HOUSTON (KTRK) -- A group of inmates serving time in the Fort Bend County jail has something be proud of. They've graduated from a program that will give them a career when they get out.
They completed more than 100 hours of HVAC training through a partnership with Wharton County Junior College, and passed their state EPA certification.
"The opportunity came along for me to come to this class to try to gain some type of skills or knowledge to where I can be reintroduced to society and not be stuck in a criminal element," says Kenneth Richardson.
Richardson says he's been in and out jail. He's hopeful that when he leaves this time, all he learned in the jail's HVAC program over the last 12 weeks will keep him out for good.
"I have basic skills to go out in society and make an honest living. And that's very rewarding," he says.

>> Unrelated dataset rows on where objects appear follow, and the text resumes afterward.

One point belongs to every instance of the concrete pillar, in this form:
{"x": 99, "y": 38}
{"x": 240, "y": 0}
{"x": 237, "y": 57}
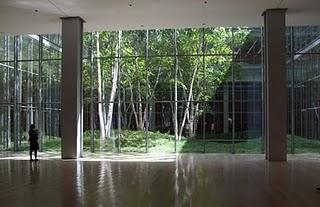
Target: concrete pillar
{"x": 71, "y": 87}
{"x": 275, "y": 85}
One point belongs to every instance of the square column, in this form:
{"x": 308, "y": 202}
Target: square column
{"x": 275, "y": 85}
{"x": 71, "y": 87}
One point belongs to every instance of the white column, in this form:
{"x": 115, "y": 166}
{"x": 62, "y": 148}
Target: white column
{"x": 71, "y": 87}
{"x": 275, "y": 85}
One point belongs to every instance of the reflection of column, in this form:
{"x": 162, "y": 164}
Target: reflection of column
{"x": 275, "y": 84}
{"x": 226, "y": 108}
{"x": 70, "y": 172}
{"x": 71, "y": 87}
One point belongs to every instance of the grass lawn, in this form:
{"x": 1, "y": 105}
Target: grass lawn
{"x": 134, "y": 141}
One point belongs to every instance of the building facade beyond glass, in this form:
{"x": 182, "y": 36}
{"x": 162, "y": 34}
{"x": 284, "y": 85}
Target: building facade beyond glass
{"x": 163, "y": 91}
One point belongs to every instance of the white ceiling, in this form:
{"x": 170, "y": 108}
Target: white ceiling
{"x": 19, "y": 16}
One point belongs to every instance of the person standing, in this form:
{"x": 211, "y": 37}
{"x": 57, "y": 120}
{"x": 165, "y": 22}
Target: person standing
{"x": 33, "y": 140}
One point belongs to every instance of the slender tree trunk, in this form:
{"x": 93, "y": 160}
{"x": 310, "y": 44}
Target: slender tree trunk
{"x": 115, "y": 71}
{"x": 188, "y": 103}
{"x": 176, "y": 88}
{"x": 100, "y": 104}
{"x": 140, "y": 110}
{"x": 133, "y": 106}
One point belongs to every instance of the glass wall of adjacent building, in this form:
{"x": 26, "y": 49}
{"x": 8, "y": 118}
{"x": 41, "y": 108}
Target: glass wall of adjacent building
{"x": 193, "y": 90}
{"x": 30, "y": 67}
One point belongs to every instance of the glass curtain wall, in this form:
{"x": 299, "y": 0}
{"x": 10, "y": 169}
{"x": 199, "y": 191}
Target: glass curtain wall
{"x": 30, "y": 89}
{"x": 173, "y": 90}
{"x": 303, "y": 68}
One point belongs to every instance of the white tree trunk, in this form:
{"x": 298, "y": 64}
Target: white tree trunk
{"x": 115, "y": 73}
{"x": 100, "y": 104}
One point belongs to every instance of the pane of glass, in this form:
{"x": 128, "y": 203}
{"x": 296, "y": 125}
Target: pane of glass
{"x": 161, "y": 42}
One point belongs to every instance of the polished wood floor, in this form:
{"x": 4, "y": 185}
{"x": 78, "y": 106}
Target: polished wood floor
{"x": 160, "y": 180}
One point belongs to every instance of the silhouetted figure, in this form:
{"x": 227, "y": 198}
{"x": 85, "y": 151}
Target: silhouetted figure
{"x": 33, "y": 140}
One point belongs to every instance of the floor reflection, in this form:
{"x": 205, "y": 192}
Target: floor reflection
{"x": 187, "y": 180}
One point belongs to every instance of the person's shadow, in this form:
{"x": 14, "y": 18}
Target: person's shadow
{"x": 34, "y": 172}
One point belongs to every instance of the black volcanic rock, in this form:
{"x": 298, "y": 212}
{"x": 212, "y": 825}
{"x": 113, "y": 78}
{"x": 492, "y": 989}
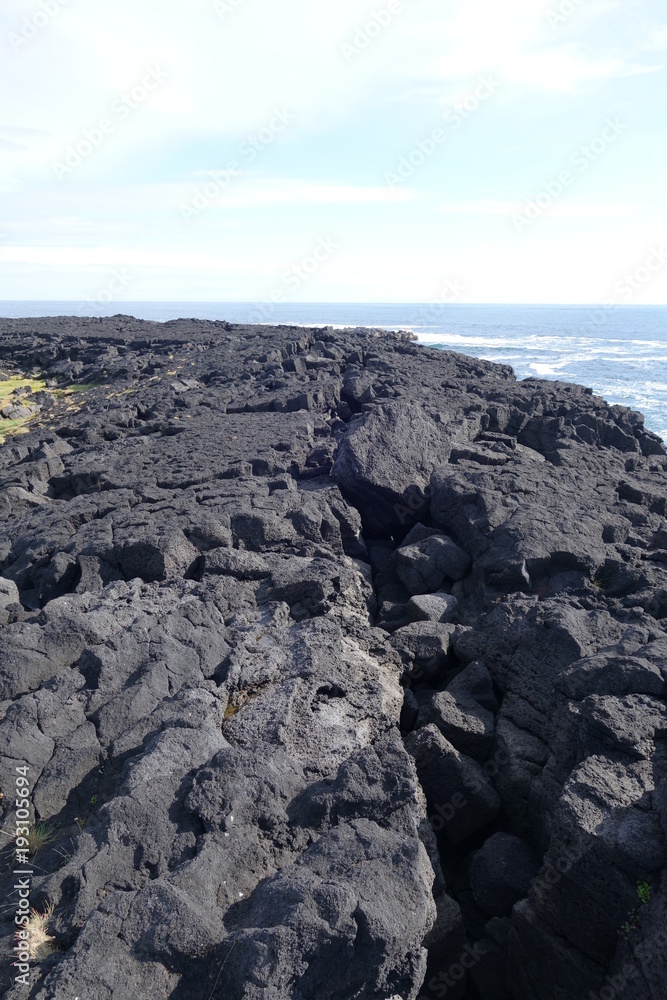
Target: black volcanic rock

Tuesday morning, he was one of 10 inmates that were a part of the jail's third graduating class.
The program doesn't accept any inmates who have been convicted of a sex crime or any aggravated crimes like robbery or assault.
Sheriff Troy Nehls says this is part of the rehabilitation process that is designed to prepare them for decent paying jobs to support their families.
"These aren't juveniles," says Nehls. "I don't truly believe they're going to want to go work at a fast food restaurant with a uniform on and a hat. So we have to find them and teach them skills that would be more applicable to what an adult male would want to do."
Jim "Mattress Mack" McIngvale was the keynote speaker. His main point: "what you did yesterday doesn't matter."
"Life is all about overcoming obstacles, looking forward and not backward, and work is life's greatest therapy," he said. "Go out there and work, and learn to love your job and good things will happen."
Todd Neely owns Temperature Pro in Fort Bend. He hired a graduate from the last class and says it's something more businesses should do.
"It is about second chances, right? And you know, you want to talk to that person and really understand are they really serious about changing and making a difference," Neely says. "There really are those individuals that really do make that change and impact and work really hard. So why not give them a second chance?"
The Sheriff's Office says they will roll out a similar class focused on welding early next year.